Frieda considered for a moment. Yvette thought she seemed tired, dark around her eyes.
‘OK,’ she began. ‘Six pictures of different sizes. Poole took the third smallest, stowed it under his bed and replaced it with the picture he’d taken from Tessa Welles, the one he gave to Janet Ferris and that she then put back.’ She gave a small sigh. ‘Poor thing. Sometimes I think it’s people’s attempt to do the right thing that destroys them. Anyway, imagine the scene. Tessa and Harry Welles have killed her. The picture they have brought is too small for the space, but it will fit where the second smallest picture hung. The second smallest picture will fit where the smallest picture hung. There is still a gap, which they cover with the next biggest picture, so they move each picture to cover the smaller patch. This leaves them with one large blank patch, which they cover by moving the dresser, and one little painting, which they take away with Tessa’s.’

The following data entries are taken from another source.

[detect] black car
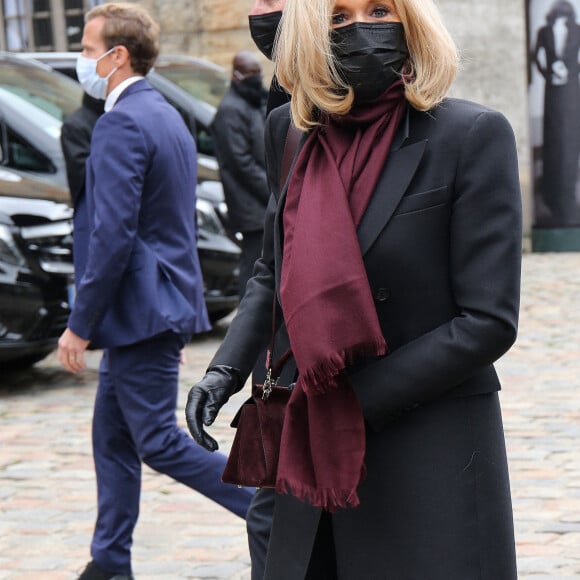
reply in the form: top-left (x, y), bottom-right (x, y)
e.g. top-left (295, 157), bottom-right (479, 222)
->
top-left (0, 190), bottom-right (74, 367)
top-left (0, 53), bottom-right (240, 367)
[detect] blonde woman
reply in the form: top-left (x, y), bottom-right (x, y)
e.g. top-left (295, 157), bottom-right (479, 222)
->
top-left (186, 0), bottom-right (521, 580)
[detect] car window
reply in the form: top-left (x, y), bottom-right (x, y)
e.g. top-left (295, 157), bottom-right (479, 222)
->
top-left (0, 61), bottom-right (83, 121)
top-left (155, 62), bottom-right (230, 107)
top-left (2, 124), bottom-right (56, 173)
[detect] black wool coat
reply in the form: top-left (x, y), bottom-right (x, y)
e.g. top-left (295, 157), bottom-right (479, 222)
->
top-left (212, 99), bottom-right (522, 580)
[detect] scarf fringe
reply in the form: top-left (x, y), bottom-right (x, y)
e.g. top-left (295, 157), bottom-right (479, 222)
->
top-left (276, 479), bottom-right (360, 513)
top-left (299, 336), bottom-right (388, 395)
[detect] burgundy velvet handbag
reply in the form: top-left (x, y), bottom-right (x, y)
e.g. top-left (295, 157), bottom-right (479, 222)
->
top-left (222, 351), bottom-right (292, 487)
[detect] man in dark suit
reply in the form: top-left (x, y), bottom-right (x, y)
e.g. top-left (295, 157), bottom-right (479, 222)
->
top-left (58, 3), bottom-right (252, 580)
top-left (212, 50), bottom-right (270, 295)
top-left (60, 93), bottom-right (105, 207)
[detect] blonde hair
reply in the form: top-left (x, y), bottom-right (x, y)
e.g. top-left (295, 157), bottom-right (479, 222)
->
top-left (85, 2), bottom-right (159, 75)
top-left (274, 0), bottom-right (459, 131)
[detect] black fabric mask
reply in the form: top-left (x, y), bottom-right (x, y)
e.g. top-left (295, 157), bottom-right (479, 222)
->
top-left (233, 75), bottom-right (266, 107)
top-left (331, 22), bottom-right (409, 102)
top-left (248, 10), bottom-right (282, 60)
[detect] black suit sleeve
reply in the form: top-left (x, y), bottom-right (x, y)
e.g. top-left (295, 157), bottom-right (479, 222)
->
top-left (210, 105), bottom-right (290, 381)
top-left (349, 112), bottom-right (522, 430)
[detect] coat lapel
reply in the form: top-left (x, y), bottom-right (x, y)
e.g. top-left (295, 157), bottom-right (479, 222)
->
top-left (357, 140), bottom-right (427, 256)
top-left (274, 107), bottom-right (427, 294)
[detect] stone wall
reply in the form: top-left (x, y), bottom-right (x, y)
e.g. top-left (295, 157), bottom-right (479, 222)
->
top-left (128, 0), bottom-right (531, 236)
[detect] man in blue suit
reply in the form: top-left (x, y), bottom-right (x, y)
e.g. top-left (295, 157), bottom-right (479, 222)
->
top-left (58, 4), bottom-right (252, 580)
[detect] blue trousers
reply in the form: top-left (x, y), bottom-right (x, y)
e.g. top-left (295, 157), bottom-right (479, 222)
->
top-left (91, 333), bottom-right (253, 574)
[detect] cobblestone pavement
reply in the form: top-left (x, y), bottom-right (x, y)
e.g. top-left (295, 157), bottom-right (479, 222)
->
top-left (0, 253), bottom-right (580, 580)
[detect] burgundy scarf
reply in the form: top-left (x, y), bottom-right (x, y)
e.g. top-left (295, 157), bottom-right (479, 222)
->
top-left (276, 82), bottom-right (405, 511)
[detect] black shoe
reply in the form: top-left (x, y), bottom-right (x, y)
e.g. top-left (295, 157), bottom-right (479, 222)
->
top-left (77, 560), bottom-right (135, 580)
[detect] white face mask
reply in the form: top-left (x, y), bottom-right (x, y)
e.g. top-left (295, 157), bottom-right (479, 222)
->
top-left (76, 46), bottom-right (117, 99)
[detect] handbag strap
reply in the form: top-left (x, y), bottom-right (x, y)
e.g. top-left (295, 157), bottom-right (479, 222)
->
top-left (280, 119), bottom-right (302, 191)
top-left (264, 119), bottom-right (302, 398)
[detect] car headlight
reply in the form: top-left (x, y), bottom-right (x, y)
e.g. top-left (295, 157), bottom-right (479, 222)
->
top-left (0, 224), bottom-right (26, 266)
top-left (195, 197), bottom-right (225, 235)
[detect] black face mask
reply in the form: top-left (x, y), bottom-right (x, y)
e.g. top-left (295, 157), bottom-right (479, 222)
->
top-left (331, 22), bottom-right (409, 102)
top-left (248, 10), bottom-right (282, 60)
top-left (234, 75), bottom-right (265, 107)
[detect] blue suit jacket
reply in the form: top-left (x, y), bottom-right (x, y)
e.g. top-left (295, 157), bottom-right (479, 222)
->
top-left (69, 80), bottom-right (210, 348)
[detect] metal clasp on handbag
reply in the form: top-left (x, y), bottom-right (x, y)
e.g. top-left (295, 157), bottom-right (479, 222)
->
top-left (262, 367), bottom-right (278, 401)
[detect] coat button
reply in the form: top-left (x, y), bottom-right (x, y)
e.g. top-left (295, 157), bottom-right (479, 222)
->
top-left (375, 288), bottom-right (391, 302)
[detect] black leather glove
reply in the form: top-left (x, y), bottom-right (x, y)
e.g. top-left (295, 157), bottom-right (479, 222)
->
top-left (185, 365), bottom-right (243, 451)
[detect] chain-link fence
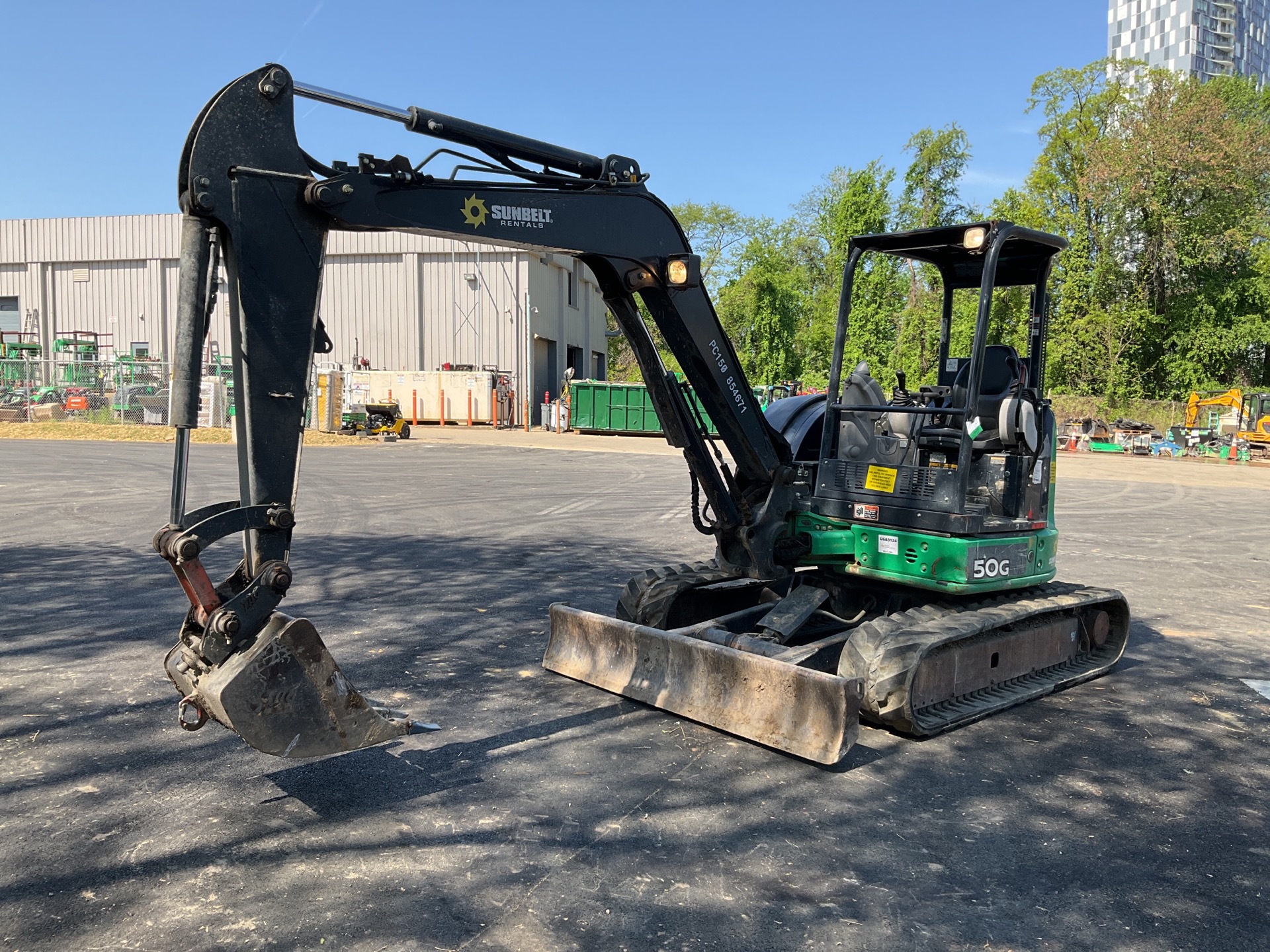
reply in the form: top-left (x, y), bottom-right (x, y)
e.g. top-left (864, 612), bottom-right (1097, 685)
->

‘Wasn’t there an easier way?’
‘It depends how you look at it,’ said Frieda. ‘You’ve got to remember that they were in a state of extreme stress. There was a body hanging in front of them. They were having to improvise. They solved one problem at a time, and I think they managed it pretty well. There was another reason as well. By moving all the pictures, they disguised which was the important one.’
‘I think I’ll have to see it written down,’ said Munster.